The change would have long-lasting effects because Americans tend to drive their vehicles for an average of 16.6 years, according to a new study by David R. Keith and two other experts from the Sloan School of Management at the Massachusetts Institute of Technology.

“Improvements in the performance of the on-road fleet lag improvements in the performance of the new vehicles being added to the fleet,” the authors wrote.

They said that freezing fuel-efficiency standards “will lead to a significant increase in fleet emissions to 2050 and beyond, because relatively less fuel-efficient vehicles sold between 2020 and 2026 will remain on the road for decades and place us on a trajectory of sustained higher vehicle emissions subsequently.”

The breakdown of talks will almost certainly trigger litigation.

“There’s no question that California has the authority to set its own vehicle standards and that states can choose to adopt those standards,” said Michelle Robinson, director of the Clean Vehicles Program at the Union of Concerned Scientists.

She said the growing number of states that have chosen strong standards like California’s make up a third of the U.S. auto market. “These states will keep their own strong standards in place and challenge the Trump administration’s attacks,” she said.

Even in Trump’s America, California could decide how cleanly your car runs

Even without the tougher CAFE standards, many automakers are pushing ahead with ambitious plans to produce more electric and hybrid vehicles. However, replacing 90 percent of the vehicles now on the road would take 19.6 years, according to the MIT paper, with light trucks lasting longest. As a result, people tend to be “overly optimistic about how quickly new technologies can diffuse into the on-road vehicle fleet.”

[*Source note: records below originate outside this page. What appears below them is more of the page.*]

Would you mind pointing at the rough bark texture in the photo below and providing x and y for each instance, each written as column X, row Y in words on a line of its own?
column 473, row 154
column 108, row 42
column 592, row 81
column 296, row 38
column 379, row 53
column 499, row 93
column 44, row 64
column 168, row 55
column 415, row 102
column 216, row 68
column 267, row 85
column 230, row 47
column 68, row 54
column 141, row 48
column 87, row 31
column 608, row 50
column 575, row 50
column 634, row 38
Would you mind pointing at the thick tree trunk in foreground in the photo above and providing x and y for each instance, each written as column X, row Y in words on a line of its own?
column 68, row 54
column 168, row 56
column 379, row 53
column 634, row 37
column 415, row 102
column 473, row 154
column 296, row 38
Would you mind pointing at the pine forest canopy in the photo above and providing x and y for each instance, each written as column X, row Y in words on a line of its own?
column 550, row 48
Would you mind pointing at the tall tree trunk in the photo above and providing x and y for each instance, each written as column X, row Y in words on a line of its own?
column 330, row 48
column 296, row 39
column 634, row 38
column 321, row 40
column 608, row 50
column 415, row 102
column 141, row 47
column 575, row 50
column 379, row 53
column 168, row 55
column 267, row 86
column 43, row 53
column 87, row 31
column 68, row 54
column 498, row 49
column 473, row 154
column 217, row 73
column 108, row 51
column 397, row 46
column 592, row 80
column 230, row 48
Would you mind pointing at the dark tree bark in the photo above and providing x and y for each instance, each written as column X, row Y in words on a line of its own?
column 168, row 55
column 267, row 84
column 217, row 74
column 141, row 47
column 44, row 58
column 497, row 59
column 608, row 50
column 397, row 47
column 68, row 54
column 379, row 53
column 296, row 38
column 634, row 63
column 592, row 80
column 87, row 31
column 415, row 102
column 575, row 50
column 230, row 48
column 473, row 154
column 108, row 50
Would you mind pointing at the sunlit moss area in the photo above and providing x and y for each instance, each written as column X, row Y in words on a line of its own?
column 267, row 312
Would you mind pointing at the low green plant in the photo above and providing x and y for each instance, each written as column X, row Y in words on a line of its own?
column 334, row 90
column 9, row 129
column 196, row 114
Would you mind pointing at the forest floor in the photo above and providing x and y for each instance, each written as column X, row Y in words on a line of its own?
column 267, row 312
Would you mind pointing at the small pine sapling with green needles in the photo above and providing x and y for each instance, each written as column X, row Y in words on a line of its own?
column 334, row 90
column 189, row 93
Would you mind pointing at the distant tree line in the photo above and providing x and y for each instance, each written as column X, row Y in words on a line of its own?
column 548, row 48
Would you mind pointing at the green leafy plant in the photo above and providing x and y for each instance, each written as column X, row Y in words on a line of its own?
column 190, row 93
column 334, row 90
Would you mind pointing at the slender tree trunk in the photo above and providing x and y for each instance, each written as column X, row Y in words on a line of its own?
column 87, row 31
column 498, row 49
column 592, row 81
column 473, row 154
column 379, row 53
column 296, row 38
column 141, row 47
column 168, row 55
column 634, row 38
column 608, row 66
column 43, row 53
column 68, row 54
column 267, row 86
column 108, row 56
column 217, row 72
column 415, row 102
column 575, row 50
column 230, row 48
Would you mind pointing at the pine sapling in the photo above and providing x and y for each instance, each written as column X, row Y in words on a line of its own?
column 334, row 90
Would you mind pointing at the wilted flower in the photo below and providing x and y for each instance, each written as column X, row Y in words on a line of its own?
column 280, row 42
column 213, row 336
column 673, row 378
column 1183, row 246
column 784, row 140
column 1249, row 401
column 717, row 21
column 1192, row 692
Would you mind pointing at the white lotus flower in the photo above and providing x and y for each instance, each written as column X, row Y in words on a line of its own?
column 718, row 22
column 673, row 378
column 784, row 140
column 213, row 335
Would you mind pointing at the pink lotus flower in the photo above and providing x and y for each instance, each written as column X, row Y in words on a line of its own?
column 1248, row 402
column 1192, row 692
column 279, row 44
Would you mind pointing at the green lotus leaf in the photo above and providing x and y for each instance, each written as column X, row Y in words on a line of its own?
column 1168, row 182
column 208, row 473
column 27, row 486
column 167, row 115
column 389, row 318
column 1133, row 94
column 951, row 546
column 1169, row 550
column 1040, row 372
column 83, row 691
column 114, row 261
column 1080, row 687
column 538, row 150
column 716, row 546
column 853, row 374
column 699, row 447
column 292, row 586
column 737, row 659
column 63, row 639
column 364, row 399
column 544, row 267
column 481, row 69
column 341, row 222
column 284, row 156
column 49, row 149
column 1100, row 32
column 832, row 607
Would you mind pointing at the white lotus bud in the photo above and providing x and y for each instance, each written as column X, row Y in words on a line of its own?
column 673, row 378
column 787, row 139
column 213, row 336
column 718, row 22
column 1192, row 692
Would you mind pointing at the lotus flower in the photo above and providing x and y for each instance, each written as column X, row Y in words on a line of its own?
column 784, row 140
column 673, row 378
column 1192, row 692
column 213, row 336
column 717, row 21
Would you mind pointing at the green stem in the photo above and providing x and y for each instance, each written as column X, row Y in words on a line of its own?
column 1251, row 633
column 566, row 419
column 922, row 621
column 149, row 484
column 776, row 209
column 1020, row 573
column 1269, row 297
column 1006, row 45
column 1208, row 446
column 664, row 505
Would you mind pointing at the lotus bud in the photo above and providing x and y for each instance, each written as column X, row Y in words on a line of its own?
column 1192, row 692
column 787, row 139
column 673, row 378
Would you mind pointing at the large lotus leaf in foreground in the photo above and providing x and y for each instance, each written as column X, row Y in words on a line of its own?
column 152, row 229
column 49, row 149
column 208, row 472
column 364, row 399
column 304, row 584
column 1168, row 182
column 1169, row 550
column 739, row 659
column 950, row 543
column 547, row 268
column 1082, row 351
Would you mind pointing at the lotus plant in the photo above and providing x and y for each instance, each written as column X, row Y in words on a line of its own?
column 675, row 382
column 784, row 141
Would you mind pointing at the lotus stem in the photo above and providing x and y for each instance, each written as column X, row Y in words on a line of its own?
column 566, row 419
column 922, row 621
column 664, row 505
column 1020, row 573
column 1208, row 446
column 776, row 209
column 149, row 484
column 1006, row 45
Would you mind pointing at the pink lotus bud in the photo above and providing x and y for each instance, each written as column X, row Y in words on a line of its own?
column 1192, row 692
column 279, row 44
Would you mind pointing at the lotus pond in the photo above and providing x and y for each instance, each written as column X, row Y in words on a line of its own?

Moreover, the Auto Alliance, a group of leading carmakers, has said that regulations must take market realities into account. The group notes that there are 80 car models that get 40 miles a gallon or more but that the sales of such vehicles are small.

“Selling gas-guzzling cars and trucks might continue to drive short-term profit, but abandoning the standards now in place would run counter to the longer arc of consumer demand, state regulations and international market forces,” Oge said. “Looser standards now, when consumers and many states are demanding cleaner cars, would spell trouble for the auto industry. Almost everyone loses except the oil industry.”

Meanwhile, the Competitive Enterprise Institute, an advocacy group that has received funding in the past from the fossil fuel industry, cheered reports that the Trump administration was ceasing talks with California.

“When it comes to CAFE, California has been illegally calling the shots for too long, and usually at the expense of the public,” CEI’s general counsel, Sam Kazman, said in a statement Wednesday. “If reports are correct, we’re glad to see that the administration now views California as a state, rather than a key negotiating partner.”